簡単なモデリングでムービーまで作れたときは、ふたりして喜びました。その頃、販売員さんと話したことに、今はこんなにストレスのある大変な作業だけど、これからどんどんパソコンは進化する。未来の3DCG制作環境はこんな待ち時間ばかりじゃないだろう、きっとストレスなく作れるようになるだろう。ホログラムのようにモニターも立体になってるかもしれない、素手で粘土のようなものをこねくり回して造形がつくれるような、そんな時代が来るかもしれない。CGのこの黎明期をなつかしがる日がくるだろう。販売員さんと部屋でふたり、そんな話をして盛り上がりました。

これからのデジタルなモノづくりがどうなってゆくのか、販売員としてだけでなく、彼自身も本当に興味があったんだろうなあと思います。「一緒に勉強しましょう」と言ったのはそんな彼の意欲の表れ。販売員さんが家まで来てくれてサポートしてくれるなんて、今はもうそんな話は聞きません。後で思ったことだけど、彼は会社が終わってから僕の部屋に来ていたんですね。業務外の自主的なサポートだったのだろうと思います。そんな販売員に出会って運がよかった。

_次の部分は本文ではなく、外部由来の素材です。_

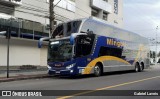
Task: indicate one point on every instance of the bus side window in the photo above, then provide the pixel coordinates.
(84, 45)
(106, 51)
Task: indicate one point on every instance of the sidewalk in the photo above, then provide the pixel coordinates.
(21, 74)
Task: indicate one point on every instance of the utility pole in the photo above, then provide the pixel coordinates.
(156, 43)
(52, 17)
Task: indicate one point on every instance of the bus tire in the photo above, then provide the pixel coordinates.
(137, 68)
(97, 70)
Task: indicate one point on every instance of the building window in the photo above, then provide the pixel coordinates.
(105, 0)
(116, 6)
(105, 16)
(94, 12)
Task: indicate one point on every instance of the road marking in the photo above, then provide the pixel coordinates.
(109, 87)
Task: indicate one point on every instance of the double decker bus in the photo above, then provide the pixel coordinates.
(90, 46)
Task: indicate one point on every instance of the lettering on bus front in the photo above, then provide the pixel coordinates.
(113, 42)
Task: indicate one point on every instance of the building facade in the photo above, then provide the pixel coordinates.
(29, 21)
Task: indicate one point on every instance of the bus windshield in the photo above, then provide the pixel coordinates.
(59, 51)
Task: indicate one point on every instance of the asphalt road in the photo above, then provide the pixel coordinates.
(149, 79)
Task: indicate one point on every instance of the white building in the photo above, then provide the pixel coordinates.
(29, 21)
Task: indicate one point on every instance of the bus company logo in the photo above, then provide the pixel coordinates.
(6, 93)
(115, 43)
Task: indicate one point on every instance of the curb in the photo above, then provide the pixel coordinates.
(25, 77)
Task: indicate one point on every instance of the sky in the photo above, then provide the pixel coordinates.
(143, 17)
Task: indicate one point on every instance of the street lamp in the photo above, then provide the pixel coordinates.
(156, 43)
(7, 34)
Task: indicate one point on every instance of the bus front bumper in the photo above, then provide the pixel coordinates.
(60, 72)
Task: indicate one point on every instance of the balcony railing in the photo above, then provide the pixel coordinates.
(12, 2)
(100, 4)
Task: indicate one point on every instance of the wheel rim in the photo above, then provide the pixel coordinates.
(97, 70)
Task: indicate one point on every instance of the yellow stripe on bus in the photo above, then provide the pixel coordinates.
(91, 65)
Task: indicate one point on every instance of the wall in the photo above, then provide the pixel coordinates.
(22, 52)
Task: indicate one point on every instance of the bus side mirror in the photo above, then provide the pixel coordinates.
(41, 40)
(72, 39)
(73, 36)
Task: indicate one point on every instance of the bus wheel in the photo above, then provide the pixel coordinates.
(97, 70)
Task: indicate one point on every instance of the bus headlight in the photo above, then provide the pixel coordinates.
(49, 67)
(70, 66)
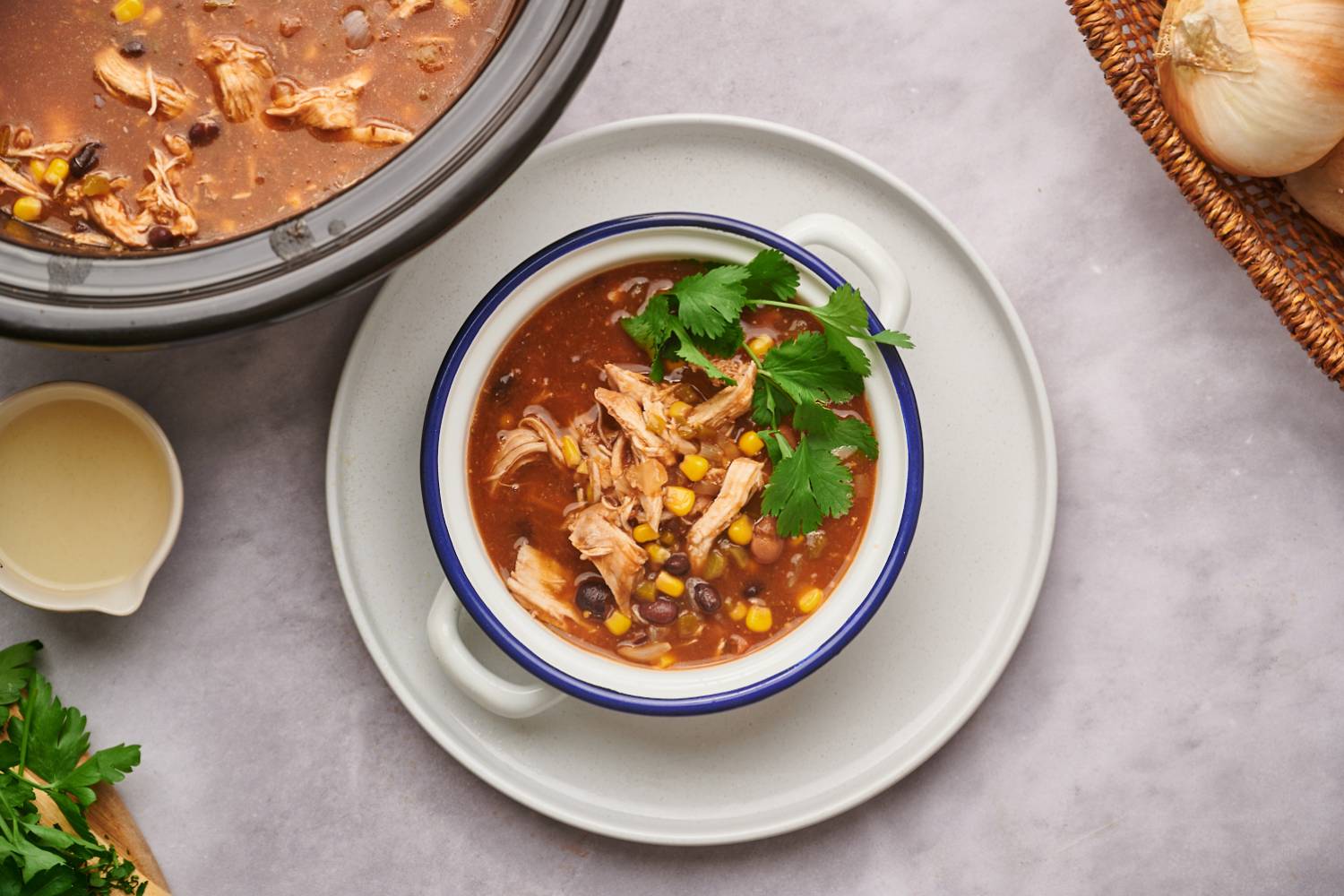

あれから18年たった今、素手で粘土のようなものをこねくり回すようにはまだ作れないけど、裸眼3Dモニターはやってきた。現在も、あの頃と同じようなトライアンドエラーの繰り返しではあるけど、未来は徐々にやってきて、時間はちゃんと前に進んでいたんだなあと思います。立体プリンターで造形物を納品なんてことも今後あるかもしれない。今、あの販売員さんと、これからのモノづくりの話をしたら、どんな話になるだだろう。水草水槽の話もしたい。未来をイメージすることからものづくりははじまるのです。

タナカカツキ


1966年、大阪府出身。弱冠18歳でマンガ家デビュー。以後、映像作家、アーティストとしても活躍。マンガ家として『オッス! トン子ちゃん』、『バカドリル』(天久聖一との共著)など作品多数。1995年に、フルCGアニメ『カエルマン』発売。CM、PV、テレビ番組のオープニングなど、様々な映像制作を手がける。映像作品『ALTOVISION』では「After Effects」や「3ds Max」を駆使して、斬新な映像表現に挑んだ。